The Chancellor’s decision to freeze tax thresholds will leave thousands of families forced to pay High Income Child Benefit Charge, eroding the value of government support.
According to official HMRC forecasts, uncovered in a freedom of information request by Quilter, fiscal drag will force 35,000 more families into paying the charge, jumping from 324,000 in the 2025-26 tax season, to 359,000 by 2028-29.
This follows Rachel Reeves’ decision to extend the tax threshold freeze until 2031 in the Autumn Budget, in a bid to raise £11bn by the end of this parliament.
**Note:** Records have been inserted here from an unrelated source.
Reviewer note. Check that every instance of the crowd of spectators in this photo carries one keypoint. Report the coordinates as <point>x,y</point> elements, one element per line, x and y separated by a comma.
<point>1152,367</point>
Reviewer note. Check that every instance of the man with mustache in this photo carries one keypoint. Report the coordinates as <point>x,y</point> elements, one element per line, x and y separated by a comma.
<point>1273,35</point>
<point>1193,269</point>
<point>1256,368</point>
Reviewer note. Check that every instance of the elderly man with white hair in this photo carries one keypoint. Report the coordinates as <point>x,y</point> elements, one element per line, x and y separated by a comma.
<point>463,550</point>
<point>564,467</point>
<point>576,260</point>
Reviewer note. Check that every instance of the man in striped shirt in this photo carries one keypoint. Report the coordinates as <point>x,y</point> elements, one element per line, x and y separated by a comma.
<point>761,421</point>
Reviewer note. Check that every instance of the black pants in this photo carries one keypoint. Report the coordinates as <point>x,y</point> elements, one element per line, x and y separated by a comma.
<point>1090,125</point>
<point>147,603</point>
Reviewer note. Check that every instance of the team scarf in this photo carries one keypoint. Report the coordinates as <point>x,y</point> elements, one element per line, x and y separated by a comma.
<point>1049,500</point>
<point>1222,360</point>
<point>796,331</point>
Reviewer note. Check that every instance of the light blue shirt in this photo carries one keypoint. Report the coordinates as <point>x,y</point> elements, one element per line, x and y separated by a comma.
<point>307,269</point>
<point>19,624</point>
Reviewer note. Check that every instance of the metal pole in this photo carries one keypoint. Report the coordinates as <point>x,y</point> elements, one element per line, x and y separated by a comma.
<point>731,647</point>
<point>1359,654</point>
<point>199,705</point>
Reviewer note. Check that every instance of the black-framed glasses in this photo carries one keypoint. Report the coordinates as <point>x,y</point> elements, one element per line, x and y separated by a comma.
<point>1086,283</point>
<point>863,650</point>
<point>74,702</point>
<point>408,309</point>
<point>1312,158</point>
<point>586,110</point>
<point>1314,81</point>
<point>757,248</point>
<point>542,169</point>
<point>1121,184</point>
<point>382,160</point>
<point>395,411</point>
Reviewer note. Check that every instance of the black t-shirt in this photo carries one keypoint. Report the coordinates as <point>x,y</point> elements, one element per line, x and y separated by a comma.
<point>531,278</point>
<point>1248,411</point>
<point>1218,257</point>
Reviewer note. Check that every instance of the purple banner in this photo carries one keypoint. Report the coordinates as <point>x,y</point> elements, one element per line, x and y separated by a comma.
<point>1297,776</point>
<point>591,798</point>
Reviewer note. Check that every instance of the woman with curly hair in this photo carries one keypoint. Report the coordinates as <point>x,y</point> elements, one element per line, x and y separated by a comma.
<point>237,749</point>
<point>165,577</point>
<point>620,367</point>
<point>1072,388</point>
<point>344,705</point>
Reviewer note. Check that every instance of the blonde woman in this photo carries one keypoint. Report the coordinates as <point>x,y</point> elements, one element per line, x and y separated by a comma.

The decision has been coined a “stealth tax” as earnings are taxed more in real terms due to inflation, with the freeze also predicted to drag 920,000 more people into paying 40 per cent income tax by 2030.
Impacting working parents
The families expected to be affected are those in the tapering range of liability, meaning people in an income bracket between £60,000 and £80,000 who will repay a proportion of their Child Benefit rather than the full amount.
HMRC forecasts estimate 213,000 families will be subjected to the High Income Child Benefit Charge (HICBC) in the 2025-26 tax year, rising to 246,000 by April 2029.
Meanwhile, over 111,000 families will find themselves repaying their benefit in full.
Shaun Moore, tax and financial planning expert at Quilter, said: “Tens of thousands more families will be pulled into the High Income Child Benefit Charge over the coming years purely because frozen thresholds let inflation and nominal earnings shifts do the work of tax increases.
“ Families may not be better off in real terms, but more and more of them will see support withdrawn as a result.
“The data shows that each successive year more parents will be subject to clawbacks of Child Benefit that eat into household budgets at a time when costs of living remain high.”
No data on children
Despite the rising number of families set to be subjected to the charge, HMRC does not hold data on how many taxpayers earning over £100,000 have children, limiting policymakers’ ability to understand the impact of threshold freezes on families and their household finances.
Under current rules, access to free childcare hours are lost upon one household member earning over £100,000, regardless of what another member earns.
This causes many Brits who hover around the threshold to use salary sacrifice schemes, including increased pension contributions, to come back under the threshold and keep their free 30 hours.
However, from April 2029, a £2,000 tax-free cap per year will be introduced, meaning any further contributions will be subject to the standard national insurance rates of eight per cent on salaries under £50,270 and two per cent on any income above that.
Moore said: “It is also worrying that HMRC cannot say how many higher earners have children, because it means the Government lacks full visibility of who faces these financial cliff edges.
“As more families cross into higher income brackets in name alone, policymakers are effectively taking a shot in the dark on a key piece of family finances.”